University professor Joseph Coupland (Jared Harris) and his research students, Krissi (Erin Richards) and Harry (Rory Fleck-Byrne), study Jane Harper (Olivia Cooke) through a slot in a locked door as, alone in her room, she appears able to summon the dead. While Jane torments herself and suffers at the hands of an apparent poltergeist, Coupland and his team endeavour to explain every occurrence with reason and logic. He recruits a young filmmaker, Brian (Sam Claflin), to document the experiment but Brian falls for Jane and her behavior becomes ever more extreme. But everything can be explained with science. Can't it?
We've been here before. The Quiet Ones is not an entirely original idea, but then neither was The Borderlands, and look how unnerving that was! It's a fine idea with great settings (Oxford University, an abandoned mansion) and good performances. The trouble is, for a horror it isn't terribly scary. I sat down for the screening expecting to grip the arms of my seat, scrunch up my toes and wonder again what the hell I was doing putting myself through this. Alas, the hair on the back of my neck remained largely prostrate. Maybe three horror films in a week deadens the impact.
There are plenty good 'jumps' but most are introduced with a rousing score or an obvious lull in activity. There are a few red herrings to build the tension and leave the viewer taut with expectation but at no point could I say I was scared or needed to look away from the screen to remind myself I was safe and in a cinema and not right there and about to be evil's next victim. Being on edge is good, but not good enough.

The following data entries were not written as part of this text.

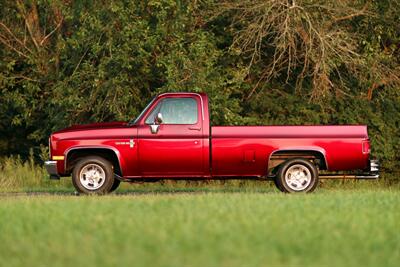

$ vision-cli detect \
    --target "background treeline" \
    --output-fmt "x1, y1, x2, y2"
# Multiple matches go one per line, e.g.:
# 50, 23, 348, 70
0, 0, 400, 174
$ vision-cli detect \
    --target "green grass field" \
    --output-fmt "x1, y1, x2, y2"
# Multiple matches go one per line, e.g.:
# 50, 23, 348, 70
0, 189, 400, 266
0, 159, 400, 267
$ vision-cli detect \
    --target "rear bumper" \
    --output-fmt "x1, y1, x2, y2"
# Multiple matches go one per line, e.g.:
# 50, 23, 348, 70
356, 160, 380, 179
319, 160, 380, 179
44, 161, 60, 180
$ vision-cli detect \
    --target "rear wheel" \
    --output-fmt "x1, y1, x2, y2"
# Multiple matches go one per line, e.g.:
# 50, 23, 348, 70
72, 156, 115, 194
276, 158, 318, 193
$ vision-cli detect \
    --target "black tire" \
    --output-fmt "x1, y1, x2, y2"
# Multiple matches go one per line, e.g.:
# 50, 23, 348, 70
72, 156, 115, 195
110, 178, 121, 193
276, 158, 318, 193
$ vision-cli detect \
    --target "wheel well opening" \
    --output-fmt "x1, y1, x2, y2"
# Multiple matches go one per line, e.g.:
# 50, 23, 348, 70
268, 150, 327, 175
65, 148, 122, 176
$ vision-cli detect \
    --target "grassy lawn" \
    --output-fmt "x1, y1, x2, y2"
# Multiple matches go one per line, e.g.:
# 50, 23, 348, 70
0, 191, 400, 266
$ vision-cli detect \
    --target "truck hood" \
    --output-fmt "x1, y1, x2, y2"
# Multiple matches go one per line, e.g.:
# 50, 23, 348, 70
51, 122, 137, 141
53, 121, 128, 134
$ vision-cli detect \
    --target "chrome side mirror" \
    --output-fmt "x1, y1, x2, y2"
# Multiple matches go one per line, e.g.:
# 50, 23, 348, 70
150, 112, 163, 134
150, 124, 160, 134
154, 112, 163, 124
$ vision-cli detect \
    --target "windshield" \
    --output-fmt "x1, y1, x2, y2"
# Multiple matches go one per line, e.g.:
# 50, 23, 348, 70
128, 97, 157, 125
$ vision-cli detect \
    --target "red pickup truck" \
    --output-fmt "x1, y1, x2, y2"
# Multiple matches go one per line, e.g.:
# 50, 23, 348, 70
45, 93, 379, 194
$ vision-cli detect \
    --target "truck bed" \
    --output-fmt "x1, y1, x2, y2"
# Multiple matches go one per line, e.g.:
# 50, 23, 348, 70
211, 125, 369, 176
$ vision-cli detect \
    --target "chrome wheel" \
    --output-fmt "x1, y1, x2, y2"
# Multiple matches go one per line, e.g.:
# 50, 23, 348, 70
285, 164, 312, 191
79, 163, 106, 190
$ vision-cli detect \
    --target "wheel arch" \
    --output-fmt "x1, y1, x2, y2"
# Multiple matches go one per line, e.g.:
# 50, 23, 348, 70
267, 147, 328, 175
64, 146, 123, 177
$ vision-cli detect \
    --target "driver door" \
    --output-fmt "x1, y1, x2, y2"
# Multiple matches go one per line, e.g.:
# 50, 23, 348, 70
138, 96, 204, 177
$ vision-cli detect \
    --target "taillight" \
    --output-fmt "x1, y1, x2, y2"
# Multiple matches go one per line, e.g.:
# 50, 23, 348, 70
362, 140, 371, 154
49, 136, 51, 160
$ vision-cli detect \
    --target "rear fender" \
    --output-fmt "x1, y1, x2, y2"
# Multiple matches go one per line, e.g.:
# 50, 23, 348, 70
267, 146, 328, 172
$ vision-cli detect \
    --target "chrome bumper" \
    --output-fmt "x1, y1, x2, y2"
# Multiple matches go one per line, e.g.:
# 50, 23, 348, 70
319, 160, 380, 179
356, 160, 380, 179
44, 161, 60, 180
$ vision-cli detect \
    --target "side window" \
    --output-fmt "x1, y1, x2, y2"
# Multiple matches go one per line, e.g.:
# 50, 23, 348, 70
146, 97, 198, 124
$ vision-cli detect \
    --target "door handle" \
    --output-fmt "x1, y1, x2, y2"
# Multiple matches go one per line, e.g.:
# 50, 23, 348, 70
189, 127, 201, 131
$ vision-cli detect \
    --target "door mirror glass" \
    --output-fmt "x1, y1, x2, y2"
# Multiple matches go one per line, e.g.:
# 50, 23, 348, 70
154, 112, 163, 124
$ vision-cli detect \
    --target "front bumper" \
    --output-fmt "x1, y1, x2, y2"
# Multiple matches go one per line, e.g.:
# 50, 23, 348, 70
44, 161, 60, 180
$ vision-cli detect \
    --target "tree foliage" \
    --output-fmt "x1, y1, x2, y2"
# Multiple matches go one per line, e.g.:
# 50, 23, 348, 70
0, 0, 400, 174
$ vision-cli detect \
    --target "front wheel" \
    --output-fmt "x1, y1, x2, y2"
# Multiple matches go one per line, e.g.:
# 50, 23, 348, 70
72, 156, 115, 194
276, 158, 318, 193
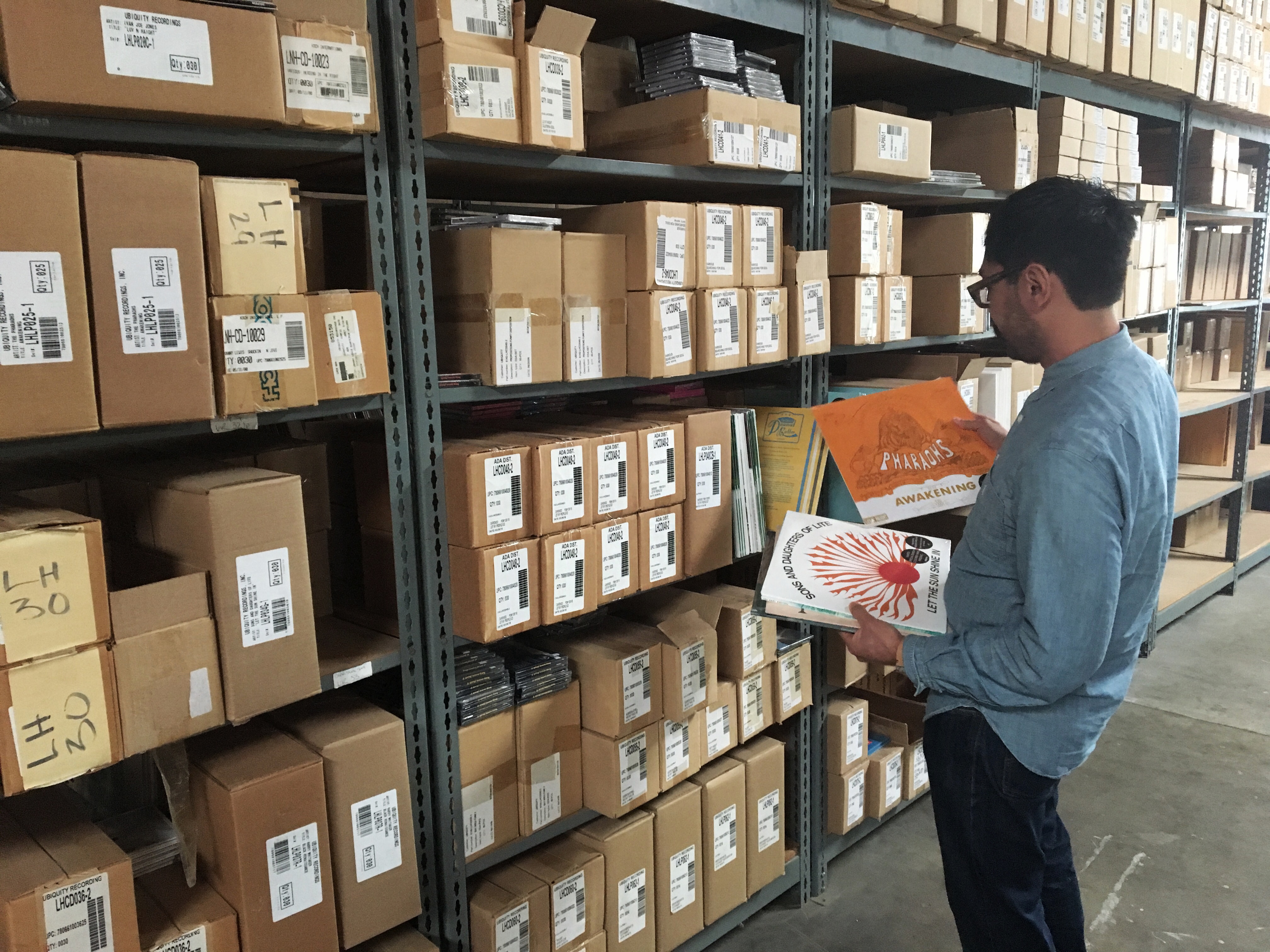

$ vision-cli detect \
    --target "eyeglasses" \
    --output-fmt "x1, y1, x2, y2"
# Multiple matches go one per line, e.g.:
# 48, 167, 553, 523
965, 268, 1022, 307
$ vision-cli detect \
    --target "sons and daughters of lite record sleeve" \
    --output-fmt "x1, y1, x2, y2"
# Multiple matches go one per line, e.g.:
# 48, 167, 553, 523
759, 512, 951, 635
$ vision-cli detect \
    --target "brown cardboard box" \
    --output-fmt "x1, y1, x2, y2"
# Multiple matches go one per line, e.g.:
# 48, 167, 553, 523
0, 0, 283, 127
0, 790, 141, 952
77, 152, 216, 427
692, 758, 747, 925
459, 711, 521, 859
539, 525, 599, 625
208, 294, 318, 416
418, 40, 521, 146
582, 713, 662, 818
516, 680, 581, 838
913, 274, 986, 338
187, 721, 339, 952
0, 149, 98, 439
309, 291, 391, 400
829, 105, 931, 182
111, 572, 225, 756
587, 89, 758, 169
569, 810, 659, 952
271, 694, 420, 948
730, 738, 785, 896
449, 540, 541, 642
512, 0, 596, 151
0, 645, 123, 796
432, 229, 563, 387
564, 233, 626, 381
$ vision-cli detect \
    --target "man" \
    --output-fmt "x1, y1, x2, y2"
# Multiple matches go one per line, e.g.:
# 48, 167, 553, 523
843, 179, 1177, 952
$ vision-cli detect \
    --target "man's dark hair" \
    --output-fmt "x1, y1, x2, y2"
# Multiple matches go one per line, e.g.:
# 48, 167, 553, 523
983, 178, 1137, 311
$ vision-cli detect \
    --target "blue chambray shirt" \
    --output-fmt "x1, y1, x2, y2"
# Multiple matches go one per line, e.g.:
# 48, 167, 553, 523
904, 327, 1177, 777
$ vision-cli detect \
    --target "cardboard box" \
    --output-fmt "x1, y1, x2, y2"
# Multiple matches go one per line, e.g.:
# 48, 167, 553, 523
582, 726, 662, 818
271, 694, 420, 948
730, 738, 785, 896
0, 0, 283, 128
187, 721, 339, 952
569, 810, 661, 952
77, 152, 216, 427
0, 149, 98, 439
564, 233, 626, 381
587, 89, 758, 169
449, 540, 541, 643
0, 790, 141, 952
514, 682, 581, 832
432, 229, 563, 387
208, 294, 318, 416
903, 212, 988, 277
418, 40, 521, 146
513, 0, 596, 151
913, 274, 987, 338
829, 105, 931, 182
111, 572, 225, 756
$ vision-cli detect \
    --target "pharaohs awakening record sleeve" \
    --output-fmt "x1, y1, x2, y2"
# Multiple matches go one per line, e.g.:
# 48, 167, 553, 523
759, 512, 951, 635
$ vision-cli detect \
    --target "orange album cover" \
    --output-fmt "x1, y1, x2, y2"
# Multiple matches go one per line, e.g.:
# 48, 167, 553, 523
811, 377, 996, 524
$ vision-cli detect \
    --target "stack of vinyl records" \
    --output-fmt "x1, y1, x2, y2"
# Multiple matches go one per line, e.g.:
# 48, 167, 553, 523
455, 645, 516, 727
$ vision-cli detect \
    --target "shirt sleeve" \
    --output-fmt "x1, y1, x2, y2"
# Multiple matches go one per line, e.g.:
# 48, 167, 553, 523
904, 448, 1124, 708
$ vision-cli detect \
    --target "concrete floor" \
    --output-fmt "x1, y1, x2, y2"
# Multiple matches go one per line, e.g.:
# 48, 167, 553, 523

The special effects work well and there are one or two particularly enjoyable moments where DoP Mátyás Erdély has let rip with the lighting and camera work. Likewise, the props and set dressing set the scene beautifully but, were it not for the cast, John Pogue's film would be merely dull instead of at least managing to be enjoyable.
The last time I saw Jared Harris, he was swinging at the end of a rope in Mad Men and it's great to see him back on the big screen in a role that is less constricting than that of Lane Pryce. His Coupland is a combination of obsessive sleazebag and kindly mentor and the blend is perfect, never veering into the realms of pastiche. Likewise, Richards, most recently seen in Open Grave, draws us in with her determined temptress, the kind of girl you'd want to know but never cross.
It is Olivia Cooke, though, who makes The Quiet Ones worthwhile. It is difficult not to focus on her when she appears, even fleetingly, upon the screen. The other actors are her guests as she commands our attention. Always convincing as Jane the vulnerable waif, acolyte of evil and desperate victim, she manages to be sexy and enticing despite her sunken eyes and bruised skin; a black widow that Brian, unsurprisingly, struggles to resist. Let's hope Cooke isn't merely a saving grace in her next project: screenwriter Stiles White's directorial debut, Ouija.
The morning after, The Quiet Ones remains an intriguing story, true or not, that is well performed. But it lacks guts or real bite and, perhaps, could do with being a lot louder.